Styles of bonsai vary greatly, but traditionally most bonsai fall into a limited number of main styles.
- Formal Upright has straight trunk, perfectly natural tapering, and symmetrically spaced branches.
- Informal Upright has bent or altered growth direction, a natural slant that can be curved or straight with strong root growth to the side.
- Cascade bonsai tend to have tips that grow down below the container base, the trunk has a natural taper that gives the impression of the forces of gravity acting upon it, and branches that appear to be seeking the light.
- Semi-cascade bonsai project over the side of the container, but do not drop below the base. These plantings mimic growth on overhangs with strong horizontal movement; exposed roots balance the trunk.
- Wind Swept bonsai grow completely in one direction as if bent by the force of the wind since sprouting.
- Mame or Mini bonsai are all the same styles previously mentioned, but only 3-6 inches in size.
- Forest, group, or grove plantings can be bunched tightly or spread apart, mimic realistic groves with multi- or split trunks, but with a singular canopy.

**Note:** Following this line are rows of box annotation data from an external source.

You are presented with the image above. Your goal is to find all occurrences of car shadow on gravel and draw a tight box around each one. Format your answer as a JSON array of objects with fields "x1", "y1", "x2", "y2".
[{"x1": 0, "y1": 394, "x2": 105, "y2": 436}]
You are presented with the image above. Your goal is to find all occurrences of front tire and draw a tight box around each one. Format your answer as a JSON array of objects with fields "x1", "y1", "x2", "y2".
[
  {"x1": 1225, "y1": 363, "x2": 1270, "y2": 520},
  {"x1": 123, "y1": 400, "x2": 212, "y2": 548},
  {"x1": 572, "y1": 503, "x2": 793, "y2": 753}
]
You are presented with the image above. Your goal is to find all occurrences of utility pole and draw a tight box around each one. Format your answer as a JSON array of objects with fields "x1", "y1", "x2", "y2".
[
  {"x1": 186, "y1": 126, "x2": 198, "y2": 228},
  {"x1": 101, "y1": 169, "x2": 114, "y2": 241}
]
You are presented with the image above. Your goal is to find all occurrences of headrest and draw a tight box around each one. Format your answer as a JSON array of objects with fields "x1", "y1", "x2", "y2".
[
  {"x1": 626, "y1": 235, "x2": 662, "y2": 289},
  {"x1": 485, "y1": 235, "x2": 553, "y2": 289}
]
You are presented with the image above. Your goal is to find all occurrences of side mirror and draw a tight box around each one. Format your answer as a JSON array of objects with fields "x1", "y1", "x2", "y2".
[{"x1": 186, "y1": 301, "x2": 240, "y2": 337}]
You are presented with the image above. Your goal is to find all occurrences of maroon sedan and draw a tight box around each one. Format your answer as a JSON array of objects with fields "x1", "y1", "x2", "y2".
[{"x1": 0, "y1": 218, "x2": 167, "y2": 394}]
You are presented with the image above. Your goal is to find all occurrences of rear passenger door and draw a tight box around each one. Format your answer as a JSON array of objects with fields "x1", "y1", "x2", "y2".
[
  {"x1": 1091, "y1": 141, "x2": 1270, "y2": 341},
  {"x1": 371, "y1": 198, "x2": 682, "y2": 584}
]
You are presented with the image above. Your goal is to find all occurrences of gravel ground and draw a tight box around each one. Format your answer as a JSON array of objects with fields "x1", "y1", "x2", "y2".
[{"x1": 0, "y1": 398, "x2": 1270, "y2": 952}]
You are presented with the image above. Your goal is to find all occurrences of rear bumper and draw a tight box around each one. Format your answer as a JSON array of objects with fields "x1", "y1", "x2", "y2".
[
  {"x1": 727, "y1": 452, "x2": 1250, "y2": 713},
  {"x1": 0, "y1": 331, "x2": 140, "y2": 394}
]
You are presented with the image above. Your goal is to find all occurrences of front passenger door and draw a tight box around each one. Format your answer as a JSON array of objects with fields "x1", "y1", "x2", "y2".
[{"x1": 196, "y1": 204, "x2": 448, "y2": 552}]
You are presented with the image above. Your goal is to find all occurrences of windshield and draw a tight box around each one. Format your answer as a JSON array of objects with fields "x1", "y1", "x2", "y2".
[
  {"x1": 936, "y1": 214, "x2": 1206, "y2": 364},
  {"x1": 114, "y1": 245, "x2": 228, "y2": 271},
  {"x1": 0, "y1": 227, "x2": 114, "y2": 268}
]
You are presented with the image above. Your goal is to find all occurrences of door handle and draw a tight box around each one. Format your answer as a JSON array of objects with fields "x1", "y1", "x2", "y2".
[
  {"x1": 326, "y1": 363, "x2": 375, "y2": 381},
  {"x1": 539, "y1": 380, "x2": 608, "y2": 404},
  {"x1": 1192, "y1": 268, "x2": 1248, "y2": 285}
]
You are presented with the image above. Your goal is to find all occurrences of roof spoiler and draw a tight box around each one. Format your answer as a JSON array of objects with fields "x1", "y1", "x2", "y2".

- Litterati, inspired by the literary and painting scholars of the Song dynasty (960-1278), are bonsai that embody lofty attitude or an “amateur ideal”, but tend not to follow other rules with a small triangular shaped canopy at the top of a long, narrow, twisted and curved trunk.
- Lastly, landscape or tray plantings, include stones, sand, and sometimes vegetation, arranged to suggest a landscape. Penjing, or Chinese style landscapes beneath the trees can be dramatic and decorative, contain pavilions, terraces, boats, people, birds and animals.
Design elements of bonsai include techniques to create the dramatic illusion of natural growth, size, and age. Trees are developed with 3-dimensional sense of depth, roughly asymmetrical triangular outlines, conditioned small leaves or needles, apexes that bow forward, and exposed roots to reflect the form and age of the tree. Gradual trunk and branch taper and a visible trunk to reveal structure are vital. Branches are focused on the top third to top half of the tree with lower branch thickest, thinning towards the apex and branches exhibit taper from trunk to tip. Groups or multi- trunks groupings have non-symmetrical triangular forms and only branches in the top third point directly forwards.
Pot color should compliment tree leaves, flowers or fruit. Traditionalists believe that glazed pots are only for deciduous trees, ornate pots for flowering and fruiting trees or mini bonsai, and unglazed pots are used for coniferous trees. Placement in the pot is also important. Trees are planted off-centered in rectangle or oval pots, but centered in round or square pots.
There are several complementary arts commonly practiced along with bonsai that create mood or perspective such as suiseki, or landscape viewing stones; kusamono or other small complimentary plants; and accompanying scroll paintings, miniature mudmen, figurines, or buildings. Outside of landscape plantings, it is generally held that the use of complimentary items should contribute to the mood or illusion of a small tree, but not used just as decoration.
As you can see, the practice of bonsai is quite complex, thus the use of the term “practice.” But as with any great endeavor it yields beautiful rewards. It is not a “quick” hobby, but the “practice” yields constant return.